On Mar 12, the Department of Labor released Consumer Price Index (“CPI”) data for the month of February. Although inflation rose for the first time in four months, the data was in line with the consensus estimate and in fact saw a decline from the previous month on a year-over-year basis. Notably, core CPI, a key inflation metric, came in below expectation.

Market watchers are of the view that tamed inflation will allow the Fed to continue with its dovish monetary stance. All these positives will strengthen investors’ confidence in risky assets like equities. Consequently, it will be prudent to invest in stocks with strong growth potential and a favorable Zacks Rank.

Impressive CPI Data for February

The CPI for February came in at 0.2%, in line with the consensus estimate. Year over year, the cost of living index has declined to 1.5% in February compared with 1.6% in January. February’s yearly CPI gain is the smallest since September 2016.

However, core CPI –- the key inflation metric, which excludes erratic price changes of food and energy –- rose 0.1% in February, below the consensus estimate of 0.2%. Year over year, core CPI declined to 2.1% compared with 2.2% in January.

February’s CPI data was tamed despite a tight labor market.  Hourly wage rate grew 0.4% in February compared with the consensus estimate of 0.3%. Inflation-adjusted hourly wage grew 0.3%. The unemployment rate also declined to the historic low level of 3.8% from 4% in January.  

Fed Likely to Maintain Dovish Stance

The benchmark inflation rate that the Federal Reserve follows is 2%. For as long as, inflation remains below 2%, the central bank will be unlikely to take an aggressive stance for rate hike. The last available core personal consumption expenditure (PCE) index –- the Fed’s most-favored inflation gauge –- was also 1.9% in December while February CPI stood at 1.5%.
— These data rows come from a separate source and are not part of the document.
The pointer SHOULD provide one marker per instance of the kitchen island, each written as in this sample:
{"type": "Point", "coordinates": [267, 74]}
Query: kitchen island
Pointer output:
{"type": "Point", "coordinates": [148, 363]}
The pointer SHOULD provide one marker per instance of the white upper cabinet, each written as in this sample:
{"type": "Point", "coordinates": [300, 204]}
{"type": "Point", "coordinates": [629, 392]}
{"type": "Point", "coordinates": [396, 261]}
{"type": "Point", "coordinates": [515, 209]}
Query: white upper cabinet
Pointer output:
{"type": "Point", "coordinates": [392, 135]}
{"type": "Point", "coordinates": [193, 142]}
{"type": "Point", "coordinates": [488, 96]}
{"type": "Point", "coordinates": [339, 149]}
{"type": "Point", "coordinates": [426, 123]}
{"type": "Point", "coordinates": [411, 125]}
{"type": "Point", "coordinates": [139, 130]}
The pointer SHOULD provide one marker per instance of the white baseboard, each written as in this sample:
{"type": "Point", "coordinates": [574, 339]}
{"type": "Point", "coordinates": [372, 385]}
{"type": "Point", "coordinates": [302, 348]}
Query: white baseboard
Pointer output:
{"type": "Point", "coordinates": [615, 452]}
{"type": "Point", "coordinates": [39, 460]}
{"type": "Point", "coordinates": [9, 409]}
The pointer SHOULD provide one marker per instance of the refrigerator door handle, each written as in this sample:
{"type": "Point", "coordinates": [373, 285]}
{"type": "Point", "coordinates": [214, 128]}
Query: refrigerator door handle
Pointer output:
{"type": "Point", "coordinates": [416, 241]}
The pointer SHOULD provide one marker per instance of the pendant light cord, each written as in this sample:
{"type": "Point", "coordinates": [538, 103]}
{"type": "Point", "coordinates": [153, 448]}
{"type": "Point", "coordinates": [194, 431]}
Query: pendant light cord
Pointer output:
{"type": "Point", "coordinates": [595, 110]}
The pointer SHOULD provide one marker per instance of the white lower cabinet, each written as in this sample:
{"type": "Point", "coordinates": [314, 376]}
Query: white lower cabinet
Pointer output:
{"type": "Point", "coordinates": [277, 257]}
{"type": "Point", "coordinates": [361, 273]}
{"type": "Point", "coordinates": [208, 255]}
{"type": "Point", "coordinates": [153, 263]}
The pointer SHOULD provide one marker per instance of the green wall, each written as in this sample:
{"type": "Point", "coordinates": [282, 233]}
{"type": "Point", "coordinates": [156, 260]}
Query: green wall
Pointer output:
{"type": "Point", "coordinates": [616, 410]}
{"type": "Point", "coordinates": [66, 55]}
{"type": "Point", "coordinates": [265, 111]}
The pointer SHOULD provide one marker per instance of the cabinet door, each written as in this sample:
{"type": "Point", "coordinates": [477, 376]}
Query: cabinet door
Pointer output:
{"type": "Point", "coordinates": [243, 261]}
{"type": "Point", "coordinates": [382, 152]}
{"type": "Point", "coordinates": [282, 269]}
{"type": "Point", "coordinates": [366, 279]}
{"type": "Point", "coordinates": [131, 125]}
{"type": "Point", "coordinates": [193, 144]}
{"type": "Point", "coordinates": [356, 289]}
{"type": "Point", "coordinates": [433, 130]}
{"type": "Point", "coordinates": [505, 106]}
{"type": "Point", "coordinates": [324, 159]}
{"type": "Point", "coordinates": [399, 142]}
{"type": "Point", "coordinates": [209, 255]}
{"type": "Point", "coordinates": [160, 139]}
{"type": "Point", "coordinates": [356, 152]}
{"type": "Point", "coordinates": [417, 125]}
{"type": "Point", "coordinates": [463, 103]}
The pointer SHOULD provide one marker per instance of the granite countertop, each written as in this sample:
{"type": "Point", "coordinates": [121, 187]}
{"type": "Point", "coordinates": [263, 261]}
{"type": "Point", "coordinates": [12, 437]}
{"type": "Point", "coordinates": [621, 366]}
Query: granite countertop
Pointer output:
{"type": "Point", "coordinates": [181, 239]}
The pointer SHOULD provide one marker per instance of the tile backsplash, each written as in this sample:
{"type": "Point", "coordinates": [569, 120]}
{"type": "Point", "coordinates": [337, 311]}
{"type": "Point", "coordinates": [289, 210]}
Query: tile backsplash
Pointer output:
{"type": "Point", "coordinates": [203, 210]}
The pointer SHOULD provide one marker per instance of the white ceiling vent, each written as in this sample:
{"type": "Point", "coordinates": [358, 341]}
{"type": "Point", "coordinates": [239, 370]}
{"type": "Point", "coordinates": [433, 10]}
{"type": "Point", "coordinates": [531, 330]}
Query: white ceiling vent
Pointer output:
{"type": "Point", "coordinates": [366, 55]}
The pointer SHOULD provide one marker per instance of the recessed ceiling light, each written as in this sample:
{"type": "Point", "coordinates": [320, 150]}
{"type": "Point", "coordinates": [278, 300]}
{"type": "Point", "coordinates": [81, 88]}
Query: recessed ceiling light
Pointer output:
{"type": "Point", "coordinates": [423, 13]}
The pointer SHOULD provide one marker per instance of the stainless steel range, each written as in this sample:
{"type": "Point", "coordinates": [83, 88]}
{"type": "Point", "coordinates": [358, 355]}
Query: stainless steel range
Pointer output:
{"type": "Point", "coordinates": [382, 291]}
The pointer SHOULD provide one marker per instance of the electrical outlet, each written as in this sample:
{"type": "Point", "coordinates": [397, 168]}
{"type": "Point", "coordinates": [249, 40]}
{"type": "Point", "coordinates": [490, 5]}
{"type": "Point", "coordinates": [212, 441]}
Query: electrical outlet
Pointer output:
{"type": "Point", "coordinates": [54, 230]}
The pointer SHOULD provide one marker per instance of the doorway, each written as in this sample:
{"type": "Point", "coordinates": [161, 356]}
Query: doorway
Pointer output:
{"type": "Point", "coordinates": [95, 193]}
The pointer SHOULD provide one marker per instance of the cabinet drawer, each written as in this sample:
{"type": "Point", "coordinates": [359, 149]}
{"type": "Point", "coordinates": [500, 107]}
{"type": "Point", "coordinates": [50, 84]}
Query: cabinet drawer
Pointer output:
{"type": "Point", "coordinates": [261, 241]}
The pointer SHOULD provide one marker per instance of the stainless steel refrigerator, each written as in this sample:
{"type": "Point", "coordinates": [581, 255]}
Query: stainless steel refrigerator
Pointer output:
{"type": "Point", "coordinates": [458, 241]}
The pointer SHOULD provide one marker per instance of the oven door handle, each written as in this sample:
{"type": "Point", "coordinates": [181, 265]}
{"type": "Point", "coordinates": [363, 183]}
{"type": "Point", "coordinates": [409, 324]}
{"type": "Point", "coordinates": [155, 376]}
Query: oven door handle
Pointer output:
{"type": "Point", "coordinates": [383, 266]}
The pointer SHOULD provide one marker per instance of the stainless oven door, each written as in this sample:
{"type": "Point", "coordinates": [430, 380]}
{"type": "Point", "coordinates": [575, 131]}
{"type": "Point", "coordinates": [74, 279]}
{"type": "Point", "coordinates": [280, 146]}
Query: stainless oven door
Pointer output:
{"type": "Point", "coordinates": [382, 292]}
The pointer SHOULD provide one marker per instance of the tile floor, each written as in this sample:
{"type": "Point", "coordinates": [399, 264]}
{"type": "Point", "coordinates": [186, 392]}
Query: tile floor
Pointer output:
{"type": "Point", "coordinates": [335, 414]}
On Jan 30, Fed chair Jerome Powell said that the central bank will maintain its dovish monetary stance at least for the time being. Notably, the Fed’s aggressive monetary stance in 2018 was largely held responsible by industry watchers for the stock market mayhem in the fourth quarter. On Feb 27, in his testimony before the House Committee, Powell said that the central bank will not downsize its $4 trillion balance sheet this year.